Des troubles de la cognition (troubles de la mémoire, de l'attention), du sommeil, du langage et du comportement font aussi partie du syndrome épileptique.

Comment traiter l'épilepsie ?

Les traitements médicamenteux visent à faire disparaitre les crises, ou du moins à réduire leur fréquence et/ou leur intensité. De nombreux médicaments sont efficaces dans le traitement de l'épilepsie à condition que les patients respectent certaines règles (ne pas prendre de substances épileptogènes, dormir suffisamment...). La prise d'un traitement est supervisé par un médecin que le patient voit régulièrement en consultation. Dans certains cas, l'épilepsie peut guérir et le traitement s'arrêter.

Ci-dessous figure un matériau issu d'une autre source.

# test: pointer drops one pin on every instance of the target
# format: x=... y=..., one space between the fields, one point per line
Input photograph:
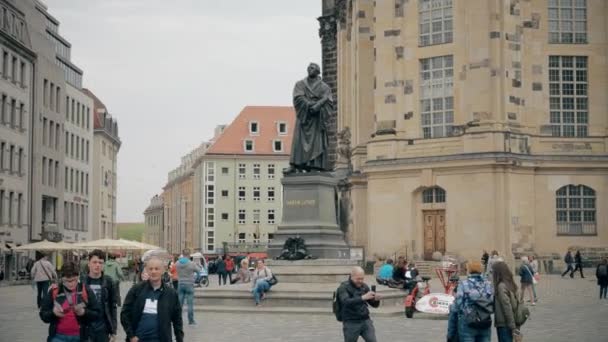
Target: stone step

Outre les médicaments, la chirurgie est envisagée dans certains cas. Elle consiste à enlever une zone du cerveau responsable des crises partielles. La stimulation du nerf vague peut aussi traiter l'épilepsie.

Un accompagnement spécifique est souvent mis en place pour prendre en charge les troubles psychologiques associés à la maladie.

Une maladie multifactorielle

Plusieurs facteurs peuvent expliquer la survenue de crises épileptiques.

Quand la crise est unique et ponctuelle, elle peut être provoquée par une anomalie dite métabolique (hypoglycémie, hypocalcémie...), par la prise d'un médicament épileptogène (neuroleptiques, certains antalgiques et antidépresseurs), par l'exposition à une substance toxique épileptogène (monoxyde de carbone, gaz neurotoxiques...).

Quand les crises (généralisées ou partielles) se répètent, la cause est plus difficilement identifiable. On parle alors d'épilepsie cryptogénique liée à des facteurs génétiques, environnementaux, des maladies métaboliques ou encore des lésions du cerveau.

Sources : Inserm / Fédération française de neurologie (FFN).